Mais au dernier moment, il plongea sa main dans la poche de mon manteau. Avant que je ne réalise ce qu'il faisait, il ressortit avec mes clés dans la main, les faisant tourner brièvement entre ses doigts.

— Isaac ! Qu'est-ce que tu fais ? protestai-je en attrapant son bras.

Il recula d'un pas, un sourire satisfait sur les lèvres.

— Tu viens avec moi. On parlera en chemin, dit-il, sa voix aussi douce qu'elle était déterminée. Je ramènerai ta voiture plus tard. Promis.

— Tu te moques de moi ? Donne-moi mes clés ! lançai-je, ma colère montant en flèche.

Il recula encore, secouant la tête.

— Non.
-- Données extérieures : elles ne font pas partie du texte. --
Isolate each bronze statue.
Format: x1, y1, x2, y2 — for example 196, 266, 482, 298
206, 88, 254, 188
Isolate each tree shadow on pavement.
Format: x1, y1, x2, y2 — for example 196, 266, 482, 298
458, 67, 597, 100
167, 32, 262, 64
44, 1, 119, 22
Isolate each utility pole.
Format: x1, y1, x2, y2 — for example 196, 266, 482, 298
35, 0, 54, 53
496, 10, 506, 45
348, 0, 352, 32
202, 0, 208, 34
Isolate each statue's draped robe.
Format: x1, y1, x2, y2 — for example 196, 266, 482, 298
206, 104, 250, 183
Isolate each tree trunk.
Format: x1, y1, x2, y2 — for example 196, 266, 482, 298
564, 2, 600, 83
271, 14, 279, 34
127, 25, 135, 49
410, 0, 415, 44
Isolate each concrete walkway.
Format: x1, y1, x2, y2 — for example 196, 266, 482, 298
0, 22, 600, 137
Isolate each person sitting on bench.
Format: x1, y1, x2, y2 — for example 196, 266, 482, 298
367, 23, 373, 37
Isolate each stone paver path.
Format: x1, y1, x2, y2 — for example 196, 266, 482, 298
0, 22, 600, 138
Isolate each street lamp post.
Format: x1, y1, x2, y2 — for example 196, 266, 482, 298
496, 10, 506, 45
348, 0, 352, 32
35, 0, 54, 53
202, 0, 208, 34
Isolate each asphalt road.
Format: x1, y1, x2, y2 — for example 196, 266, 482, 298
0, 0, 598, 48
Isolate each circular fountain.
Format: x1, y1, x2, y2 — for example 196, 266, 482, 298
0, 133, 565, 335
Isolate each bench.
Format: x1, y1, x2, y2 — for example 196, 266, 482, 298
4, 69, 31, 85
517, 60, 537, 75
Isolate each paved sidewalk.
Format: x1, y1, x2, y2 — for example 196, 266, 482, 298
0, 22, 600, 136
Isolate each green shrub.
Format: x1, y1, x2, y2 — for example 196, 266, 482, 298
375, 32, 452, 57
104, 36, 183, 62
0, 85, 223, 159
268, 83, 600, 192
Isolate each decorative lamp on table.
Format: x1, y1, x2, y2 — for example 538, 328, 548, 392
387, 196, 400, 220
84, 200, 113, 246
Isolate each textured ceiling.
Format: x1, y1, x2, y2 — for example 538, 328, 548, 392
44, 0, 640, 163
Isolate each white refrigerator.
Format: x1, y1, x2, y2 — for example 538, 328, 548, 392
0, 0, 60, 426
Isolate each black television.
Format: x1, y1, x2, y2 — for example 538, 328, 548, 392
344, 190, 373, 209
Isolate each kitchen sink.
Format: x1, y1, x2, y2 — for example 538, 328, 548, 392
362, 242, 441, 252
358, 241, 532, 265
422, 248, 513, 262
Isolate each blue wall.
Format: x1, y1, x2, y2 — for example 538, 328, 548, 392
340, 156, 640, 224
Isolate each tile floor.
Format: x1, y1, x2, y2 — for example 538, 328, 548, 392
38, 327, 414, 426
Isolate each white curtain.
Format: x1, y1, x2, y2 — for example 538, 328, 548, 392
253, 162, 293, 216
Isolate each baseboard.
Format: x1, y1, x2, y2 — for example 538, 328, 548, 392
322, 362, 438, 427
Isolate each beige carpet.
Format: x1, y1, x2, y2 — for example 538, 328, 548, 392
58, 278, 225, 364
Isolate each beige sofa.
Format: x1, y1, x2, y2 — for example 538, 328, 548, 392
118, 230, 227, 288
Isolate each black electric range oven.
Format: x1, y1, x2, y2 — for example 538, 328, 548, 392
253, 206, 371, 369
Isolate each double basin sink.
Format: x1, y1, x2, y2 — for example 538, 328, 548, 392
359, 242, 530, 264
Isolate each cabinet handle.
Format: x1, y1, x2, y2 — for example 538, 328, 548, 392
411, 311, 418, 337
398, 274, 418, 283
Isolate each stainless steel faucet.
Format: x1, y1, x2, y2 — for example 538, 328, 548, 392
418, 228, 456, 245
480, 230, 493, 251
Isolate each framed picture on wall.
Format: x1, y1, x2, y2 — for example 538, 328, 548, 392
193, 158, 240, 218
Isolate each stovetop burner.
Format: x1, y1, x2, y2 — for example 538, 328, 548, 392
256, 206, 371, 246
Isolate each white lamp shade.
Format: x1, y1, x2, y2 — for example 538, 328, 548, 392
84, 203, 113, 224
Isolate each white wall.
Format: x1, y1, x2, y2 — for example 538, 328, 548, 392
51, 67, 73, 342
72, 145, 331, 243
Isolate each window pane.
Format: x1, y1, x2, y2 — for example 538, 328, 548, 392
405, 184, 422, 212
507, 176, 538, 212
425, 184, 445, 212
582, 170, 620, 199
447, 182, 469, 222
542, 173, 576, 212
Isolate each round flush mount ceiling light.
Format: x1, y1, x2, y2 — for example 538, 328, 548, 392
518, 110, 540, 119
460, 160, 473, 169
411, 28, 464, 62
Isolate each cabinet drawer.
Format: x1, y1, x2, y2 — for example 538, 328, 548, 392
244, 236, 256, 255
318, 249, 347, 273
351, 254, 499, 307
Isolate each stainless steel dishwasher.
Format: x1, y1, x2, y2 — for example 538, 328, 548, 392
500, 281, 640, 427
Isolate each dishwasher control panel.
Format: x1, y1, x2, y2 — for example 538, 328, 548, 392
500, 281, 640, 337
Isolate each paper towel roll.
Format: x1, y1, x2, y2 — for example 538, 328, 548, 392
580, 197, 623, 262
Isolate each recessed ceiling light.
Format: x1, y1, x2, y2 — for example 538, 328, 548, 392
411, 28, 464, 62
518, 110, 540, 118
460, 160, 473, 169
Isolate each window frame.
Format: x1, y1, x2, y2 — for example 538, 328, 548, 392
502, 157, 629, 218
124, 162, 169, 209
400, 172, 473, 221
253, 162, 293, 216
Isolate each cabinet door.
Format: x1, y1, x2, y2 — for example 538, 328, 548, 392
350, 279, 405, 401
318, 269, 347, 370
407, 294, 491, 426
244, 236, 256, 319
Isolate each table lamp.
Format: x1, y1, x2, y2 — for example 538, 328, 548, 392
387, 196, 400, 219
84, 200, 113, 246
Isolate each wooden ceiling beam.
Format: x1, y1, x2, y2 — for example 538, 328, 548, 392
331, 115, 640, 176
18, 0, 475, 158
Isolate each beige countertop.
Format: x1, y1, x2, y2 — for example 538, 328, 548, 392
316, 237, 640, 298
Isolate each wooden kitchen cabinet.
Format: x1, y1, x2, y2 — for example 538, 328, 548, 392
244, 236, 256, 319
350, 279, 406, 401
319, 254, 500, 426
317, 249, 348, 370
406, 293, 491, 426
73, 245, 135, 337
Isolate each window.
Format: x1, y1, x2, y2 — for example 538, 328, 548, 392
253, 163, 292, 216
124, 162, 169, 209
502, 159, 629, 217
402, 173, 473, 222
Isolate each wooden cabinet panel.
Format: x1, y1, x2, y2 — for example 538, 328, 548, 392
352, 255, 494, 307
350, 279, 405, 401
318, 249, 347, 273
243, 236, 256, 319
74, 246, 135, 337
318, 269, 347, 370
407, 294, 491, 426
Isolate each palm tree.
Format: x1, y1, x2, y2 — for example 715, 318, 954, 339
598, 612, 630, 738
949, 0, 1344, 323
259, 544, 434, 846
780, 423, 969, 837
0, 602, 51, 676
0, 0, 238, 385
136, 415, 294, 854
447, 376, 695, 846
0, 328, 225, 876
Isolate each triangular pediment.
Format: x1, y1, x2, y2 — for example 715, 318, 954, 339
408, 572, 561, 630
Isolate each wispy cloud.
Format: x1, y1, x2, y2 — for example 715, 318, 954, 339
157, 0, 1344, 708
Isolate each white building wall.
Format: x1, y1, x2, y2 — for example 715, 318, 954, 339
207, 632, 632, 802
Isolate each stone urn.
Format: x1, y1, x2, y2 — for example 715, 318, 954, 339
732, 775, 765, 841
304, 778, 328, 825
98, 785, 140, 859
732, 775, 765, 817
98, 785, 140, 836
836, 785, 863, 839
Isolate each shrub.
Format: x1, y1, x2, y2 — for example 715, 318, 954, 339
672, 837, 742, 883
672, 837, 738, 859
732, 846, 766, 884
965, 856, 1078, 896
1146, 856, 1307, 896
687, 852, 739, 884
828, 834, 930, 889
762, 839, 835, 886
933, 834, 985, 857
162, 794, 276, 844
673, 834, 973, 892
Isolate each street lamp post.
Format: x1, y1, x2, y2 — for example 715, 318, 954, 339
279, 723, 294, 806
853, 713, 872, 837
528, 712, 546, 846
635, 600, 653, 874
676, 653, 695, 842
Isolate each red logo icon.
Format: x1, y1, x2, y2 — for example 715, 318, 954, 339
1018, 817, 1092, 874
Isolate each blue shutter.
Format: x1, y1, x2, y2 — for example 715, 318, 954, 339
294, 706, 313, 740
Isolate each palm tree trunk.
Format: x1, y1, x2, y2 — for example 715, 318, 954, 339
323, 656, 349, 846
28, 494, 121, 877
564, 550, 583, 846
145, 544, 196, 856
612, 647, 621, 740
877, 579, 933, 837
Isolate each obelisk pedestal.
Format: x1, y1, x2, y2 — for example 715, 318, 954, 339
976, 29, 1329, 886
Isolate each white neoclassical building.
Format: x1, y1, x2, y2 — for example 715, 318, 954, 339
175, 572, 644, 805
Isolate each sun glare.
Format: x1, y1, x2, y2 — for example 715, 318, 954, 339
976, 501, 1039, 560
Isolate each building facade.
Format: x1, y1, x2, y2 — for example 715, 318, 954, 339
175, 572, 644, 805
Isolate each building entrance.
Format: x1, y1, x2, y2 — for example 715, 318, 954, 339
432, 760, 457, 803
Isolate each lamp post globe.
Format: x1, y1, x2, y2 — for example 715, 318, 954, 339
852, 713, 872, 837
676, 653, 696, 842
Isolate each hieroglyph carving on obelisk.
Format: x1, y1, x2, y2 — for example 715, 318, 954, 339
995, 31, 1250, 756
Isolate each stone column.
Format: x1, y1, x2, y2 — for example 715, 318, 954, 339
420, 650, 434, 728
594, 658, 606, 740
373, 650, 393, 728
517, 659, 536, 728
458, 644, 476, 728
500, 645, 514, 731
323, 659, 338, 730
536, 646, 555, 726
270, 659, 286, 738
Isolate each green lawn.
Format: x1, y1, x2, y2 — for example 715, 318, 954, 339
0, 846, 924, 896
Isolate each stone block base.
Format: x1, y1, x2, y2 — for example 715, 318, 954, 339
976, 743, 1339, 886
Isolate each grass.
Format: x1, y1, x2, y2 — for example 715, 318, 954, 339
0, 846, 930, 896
Pas cette fois, Camila. Je t'ai laissé trop de marge, et regarde où ça nous mène. Je ne te lâche pas tant qu'on n'aura pas réglé ça.

Je fronçai les sourcils, essayant de garder mon calme. Une part de moi était furieuse qu'il prenne les choses en main de cette façon, mais l'autre savait qu'il avait raison. Nos silences, nos non-dits, tout ce qu'on avait laissé en suspens depuis des jours... Cela devait éclater. Et Isaac, comme toujours, n'était pas du genre à attendre que ça se fasse tout seul.

Je soupirai, exaspérée, et croisa les bras.

— Très bien. Mais ne crois pas que ça signifie que tu gagnes. Et si jamais il arrive quoi que ce soit à ma voiture, tu le regretteras, Isaac. Je te le garantis.

Il haussa un sourcil, amusé, et recula jusqu'à sa voiture, ouvrant la portière du côté passager pour moi.

— T'as toujours besoin d'avoir le dernier mot, pas vrai ? dit-il avec un sourire en coin. Monte.

Je restai immobile une seconde de plus, mesurant mes options, qui, à ce stade, étaient inexistantes. Finalement, je me dirigeai vers sa voiture, mon regard perçant le sien.

— Je monte, mais ne pense pas que je suis d'accord avec toi, murmurai-je en glissant sur le siège passager.

— Noté, répondit-il en fermant la portière derrière moi, avant de contourner la voiture pour s'installer au volant.

Le moteur ronronna doucement, et sans un mot de plus, il quitta le parking. Mais dans l'air confiné de l'habitacle, la tension entre nous ne faisait que grandir.